Potential resistance: If the price encounters selling pressure around $0.000020, caution is needed for a pullback; if it breaks below $0.000010, the signal turns to extreme caution.
High volatility risk: A 150% expected rise comes with severe fluctuations, and strict stop-loss measures are required for entry.
Market influence: Social media sentiment and whale fund movements will amplify price fluctuations.
Liquidity changes: Liquidity depth is not static and requires close attention to on-chain order data.
Figure:https://www.gate.com/trade/PEPE_USDT
Recently, PEPE has received multiple market bottom-fishing support around $0.000010, showing a significant rebound. Since mid-second quarter, with the overall recovery of the cryptocurrency market, the trading volume and open interest of PEPE have increased, forming a consolidation zone at the key support level. According to NewsBTC reports, Crypto Inside pointed out that PEPE has repeatedly tested and held this support zone since early July, laying the foundation for the subsequent rise.
In technical analysis, a "strong support" often refers to an area where prices stop falling and attract buying interest.
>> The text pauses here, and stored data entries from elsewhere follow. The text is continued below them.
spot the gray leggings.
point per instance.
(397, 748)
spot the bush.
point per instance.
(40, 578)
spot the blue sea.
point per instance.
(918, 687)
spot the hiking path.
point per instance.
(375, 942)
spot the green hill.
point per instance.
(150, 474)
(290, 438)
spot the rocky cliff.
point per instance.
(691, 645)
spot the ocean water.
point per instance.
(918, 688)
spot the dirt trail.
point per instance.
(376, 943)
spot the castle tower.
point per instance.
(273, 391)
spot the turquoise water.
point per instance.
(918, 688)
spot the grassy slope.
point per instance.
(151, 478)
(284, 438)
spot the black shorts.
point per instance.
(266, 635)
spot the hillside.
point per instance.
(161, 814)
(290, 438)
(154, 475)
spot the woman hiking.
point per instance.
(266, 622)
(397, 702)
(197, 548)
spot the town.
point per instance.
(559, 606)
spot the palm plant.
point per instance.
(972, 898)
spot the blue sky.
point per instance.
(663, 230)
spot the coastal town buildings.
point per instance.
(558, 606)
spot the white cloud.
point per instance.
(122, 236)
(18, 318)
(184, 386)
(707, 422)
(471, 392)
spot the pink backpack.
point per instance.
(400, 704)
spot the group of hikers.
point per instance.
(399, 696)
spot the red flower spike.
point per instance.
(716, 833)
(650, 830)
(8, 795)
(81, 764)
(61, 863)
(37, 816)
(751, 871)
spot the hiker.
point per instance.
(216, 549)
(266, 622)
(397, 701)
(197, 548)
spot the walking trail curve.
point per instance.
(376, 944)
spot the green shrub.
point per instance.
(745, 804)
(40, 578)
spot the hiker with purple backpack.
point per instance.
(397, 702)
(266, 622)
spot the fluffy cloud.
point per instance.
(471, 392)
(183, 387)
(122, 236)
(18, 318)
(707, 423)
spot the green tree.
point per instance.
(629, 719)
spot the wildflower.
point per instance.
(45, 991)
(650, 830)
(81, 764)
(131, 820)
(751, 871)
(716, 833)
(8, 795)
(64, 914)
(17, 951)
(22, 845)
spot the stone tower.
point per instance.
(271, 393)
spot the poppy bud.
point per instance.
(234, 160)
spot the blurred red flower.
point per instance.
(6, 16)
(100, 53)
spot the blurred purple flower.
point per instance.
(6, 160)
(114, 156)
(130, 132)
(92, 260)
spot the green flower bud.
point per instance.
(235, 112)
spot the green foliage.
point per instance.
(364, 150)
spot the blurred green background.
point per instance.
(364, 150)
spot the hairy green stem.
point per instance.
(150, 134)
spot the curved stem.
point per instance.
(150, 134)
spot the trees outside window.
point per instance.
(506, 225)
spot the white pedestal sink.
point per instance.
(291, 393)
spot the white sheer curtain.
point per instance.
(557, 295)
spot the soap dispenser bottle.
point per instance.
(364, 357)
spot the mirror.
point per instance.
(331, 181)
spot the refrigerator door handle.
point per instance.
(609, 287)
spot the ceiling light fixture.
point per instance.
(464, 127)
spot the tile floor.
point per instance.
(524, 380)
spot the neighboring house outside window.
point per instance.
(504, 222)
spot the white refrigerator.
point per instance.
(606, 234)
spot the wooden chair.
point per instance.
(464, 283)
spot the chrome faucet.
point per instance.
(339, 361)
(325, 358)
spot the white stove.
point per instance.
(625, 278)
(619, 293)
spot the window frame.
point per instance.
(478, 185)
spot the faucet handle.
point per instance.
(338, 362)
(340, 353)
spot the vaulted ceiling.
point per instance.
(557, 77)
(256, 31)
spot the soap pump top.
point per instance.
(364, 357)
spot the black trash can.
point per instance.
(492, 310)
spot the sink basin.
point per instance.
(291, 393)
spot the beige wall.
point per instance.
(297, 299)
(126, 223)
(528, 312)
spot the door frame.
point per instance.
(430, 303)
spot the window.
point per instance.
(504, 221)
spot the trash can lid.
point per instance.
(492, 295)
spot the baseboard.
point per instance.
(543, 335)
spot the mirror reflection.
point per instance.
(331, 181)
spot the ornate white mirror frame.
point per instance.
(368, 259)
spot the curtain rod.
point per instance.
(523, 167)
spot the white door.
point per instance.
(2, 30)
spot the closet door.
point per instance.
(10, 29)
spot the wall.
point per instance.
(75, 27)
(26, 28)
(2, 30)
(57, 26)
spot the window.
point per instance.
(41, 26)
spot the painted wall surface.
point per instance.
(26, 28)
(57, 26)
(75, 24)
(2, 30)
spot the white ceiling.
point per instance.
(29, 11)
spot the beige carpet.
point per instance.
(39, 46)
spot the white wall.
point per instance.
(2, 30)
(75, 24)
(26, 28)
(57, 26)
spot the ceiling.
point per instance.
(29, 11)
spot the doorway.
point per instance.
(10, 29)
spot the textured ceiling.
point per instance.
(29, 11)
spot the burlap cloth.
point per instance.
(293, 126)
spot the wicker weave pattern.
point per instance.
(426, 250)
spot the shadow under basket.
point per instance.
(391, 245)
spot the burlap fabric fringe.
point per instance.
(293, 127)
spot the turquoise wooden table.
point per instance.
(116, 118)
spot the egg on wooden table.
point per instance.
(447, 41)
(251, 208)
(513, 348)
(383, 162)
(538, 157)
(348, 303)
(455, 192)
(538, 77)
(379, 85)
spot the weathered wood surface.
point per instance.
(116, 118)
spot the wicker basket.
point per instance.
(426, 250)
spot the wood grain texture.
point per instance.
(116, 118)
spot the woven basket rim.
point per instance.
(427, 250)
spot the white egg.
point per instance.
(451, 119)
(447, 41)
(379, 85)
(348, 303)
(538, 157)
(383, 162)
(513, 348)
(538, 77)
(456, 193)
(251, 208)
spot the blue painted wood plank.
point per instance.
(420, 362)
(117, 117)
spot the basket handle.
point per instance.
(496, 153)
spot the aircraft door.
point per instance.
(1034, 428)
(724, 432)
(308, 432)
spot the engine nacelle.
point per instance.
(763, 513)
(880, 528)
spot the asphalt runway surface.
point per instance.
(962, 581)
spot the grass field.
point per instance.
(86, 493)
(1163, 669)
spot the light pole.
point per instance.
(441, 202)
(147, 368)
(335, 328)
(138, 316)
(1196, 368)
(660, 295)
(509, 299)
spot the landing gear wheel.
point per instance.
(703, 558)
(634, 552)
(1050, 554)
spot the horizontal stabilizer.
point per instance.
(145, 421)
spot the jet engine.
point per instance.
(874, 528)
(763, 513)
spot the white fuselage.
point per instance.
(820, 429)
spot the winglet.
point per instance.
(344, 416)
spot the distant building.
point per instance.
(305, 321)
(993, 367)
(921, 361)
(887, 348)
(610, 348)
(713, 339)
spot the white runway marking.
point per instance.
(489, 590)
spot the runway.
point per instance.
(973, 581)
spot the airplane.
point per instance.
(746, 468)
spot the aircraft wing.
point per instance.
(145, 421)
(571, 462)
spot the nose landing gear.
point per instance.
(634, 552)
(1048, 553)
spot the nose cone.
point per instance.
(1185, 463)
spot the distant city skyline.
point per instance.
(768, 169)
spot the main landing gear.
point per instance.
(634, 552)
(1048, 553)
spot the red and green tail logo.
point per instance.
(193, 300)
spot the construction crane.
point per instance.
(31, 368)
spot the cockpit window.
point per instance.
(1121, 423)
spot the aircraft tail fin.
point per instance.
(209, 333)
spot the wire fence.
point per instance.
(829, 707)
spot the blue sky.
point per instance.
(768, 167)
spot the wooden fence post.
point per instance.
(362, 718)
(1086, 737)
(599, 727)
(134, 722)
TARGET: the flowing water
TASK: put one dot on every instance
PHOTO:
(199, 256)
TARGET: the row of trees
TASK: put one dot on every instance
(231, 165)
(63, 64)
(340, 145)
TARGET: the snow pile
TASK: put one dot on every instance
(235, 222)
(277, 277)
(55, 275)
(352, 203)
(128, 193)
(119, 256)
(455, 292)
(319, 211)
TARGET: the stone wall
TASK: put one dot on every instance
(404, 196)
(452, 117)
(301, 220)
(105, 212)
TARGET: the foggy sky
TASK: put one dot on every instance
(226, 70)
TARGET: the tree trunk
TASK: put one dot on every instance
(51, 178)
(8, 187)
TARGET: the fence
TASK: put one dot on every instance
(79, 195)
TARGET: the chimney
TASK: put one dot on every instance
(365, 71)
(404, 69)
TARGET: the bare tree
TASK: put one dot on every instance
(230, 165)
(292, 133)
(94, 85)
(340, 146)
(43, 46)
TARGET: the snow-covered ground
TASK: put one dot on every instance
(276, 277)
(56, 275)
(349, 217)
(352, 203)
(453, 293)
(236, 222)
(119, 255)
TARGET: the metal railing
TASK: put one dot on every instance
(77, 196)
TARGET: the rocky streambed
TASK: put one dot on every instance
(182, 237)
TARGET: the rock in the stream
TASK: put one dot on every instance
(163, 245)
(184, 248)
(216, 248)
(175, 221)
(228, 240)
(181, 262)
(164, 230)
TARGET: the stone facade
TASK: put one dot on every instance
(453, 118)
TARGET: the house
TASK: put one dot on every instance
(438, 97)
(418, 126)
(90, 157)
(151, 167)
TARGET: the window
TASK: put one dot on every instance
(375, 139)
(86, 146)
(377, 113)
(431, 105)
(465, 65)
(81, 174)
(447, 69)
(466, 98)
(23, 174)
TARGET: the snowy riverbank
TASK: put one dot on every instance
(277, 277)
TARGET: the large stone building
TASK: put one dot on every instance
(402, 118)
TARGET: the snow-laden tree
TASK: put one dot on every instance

The $0.000010 range for PEPE also carries a significant amount of buy order liquidity. According to the data, the total amount of buy orders below this point is approximately 68.27768 trillion (units: token quantity), while the sell order liquidity near $0.000025 reaches as high as 106.78659 trillion, creating a clear "liquidity energy gap." .
Crypto Inside emphasizes that the price fluctuations of cryptocurrencies are often driven by transfers from one liquidity pool to another. This means that when the lower liquidity is almost exhausted and the upper liquidity is abundant, the price is expected to rise quickly to "clear" the high-limit orders. The current sell orders of PEPE are providing "fuel" for the price to rise, and once it starts, it may experience significant volatility and reach $0.000025.
First stage impact: After holding the support at $0.000010, the short-term resistance can be observed in the range of $0.000015–$0.000018.
Phase Two Breakthrough: After the breakthrough, it will directly aim for the main target $0.000025, which is near the historical high and corresponds to the core liquidity area above.
Potential resistance: If the price encounters selling pressure around $0.000020, caution is needed for a pullback; if it breaks below $0.000010, the signal turns to extreme caution.
High volatility risk: A 150% expected rise comes with severe fluctuations, and strict stop-loss measures are required for entry.
Market influence: Social media sentiment and whale fund movements will amplify price fluctuations.
Liquidity changes: Liquidity depth is not static and requires close attention to on-chain order data.